I needed to replace it without losing existing country associations. The first thing to do was to start a new application, let's call it "apti_countries". In apti_countries I created a new model that stored the country name and had the two letter country code as a primary key.

class Country(models.Model):
    code = CharField(max_length=2, primary_key=True)
    name = CharField(max_length=255, unique=True)

The next part was to add the data from the countries. To do this, I used a data migration:

class Migration(DataMigration):
    def forwards(self, orm):
       for old_country in orm.ExisitingModelWithCountries.objects.all():
             # Country.name involves non-ascii characters and this can cause
             # south difficulties. The soultion is to encode it as UTF-8

             country_name = old_country.country.name.encode("UTF-8")
             new_country = orm["apti_countries.country"](name=country_name,
                                       code=old_country.country.code)
             new_country.save()

Now I need to add new many to many fields on exisitng models that pointed to this one and move the data across. Because both models are called Country, the new model was imported as NewCountry.
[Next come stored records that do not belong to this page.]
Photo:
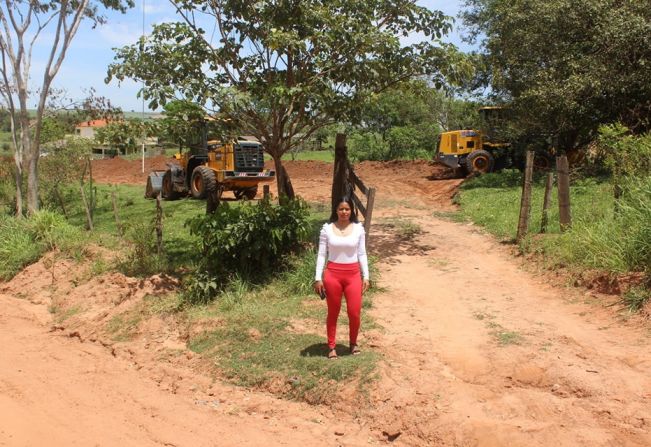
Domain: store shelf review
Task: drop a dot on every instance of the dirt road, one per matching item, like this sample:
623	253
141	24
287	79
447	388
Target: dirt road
477	352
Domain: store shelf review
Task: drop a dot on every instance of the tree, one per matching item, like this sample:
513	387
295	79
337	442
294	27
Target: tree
22	23
404	121
566	66
124	135
283	69
180	121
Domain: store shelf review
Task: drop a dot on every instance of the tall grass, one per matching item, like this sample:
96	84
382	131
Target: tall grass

class ExisitingModelWithCountries(models.Model):
    countries = ManyToManyField(Country)
    new_countries = ManyToManyField(NewCountry)

I used the migration below to transfer the old country data to the new field.

class Migration(DataMigration):
    def forwards(self, orm):
        for item in orm.ExisitingModelWithCountries.objects.all():
            for country in item.countries.all():
                country_name = country.country.name.encode("UTF-8")
                new_country = orm["apti_countries.country"].objects. \
                    get(name=country_name)
                item.new_countries.add(new_country)

This works, but has the problem of depending on a migration in a different app. The solution to this was to add a "depends_on" tuple of tuples pointing to the apti_countries migration for adding the new countries.

class Migration(DataMigration):
    depends_on = (
        ("apti_countries", "0002_create_new_countries"),
    )

    def forwards(self, orm):
        for item in orm.ExisitingModelWithCountries.objects.all():
            for country in item.countries.all():
                country_name = country.country.name.encode("UTF-8")
                new_country = orm["apti_countries.country"].objects. \
                    get(name=country_name)
                item.new_countries.add(new_country)

Finally, I deleted the old country many to many field and renamed the new one, as well as removing the old model that was no longer used.

class ExisitingModelWithCountries(models.Model):
    countries = ManyToManyField(Country)

I now have an extensible Country model that can easily be used with generic views and can show the country code in the url when used with generic views.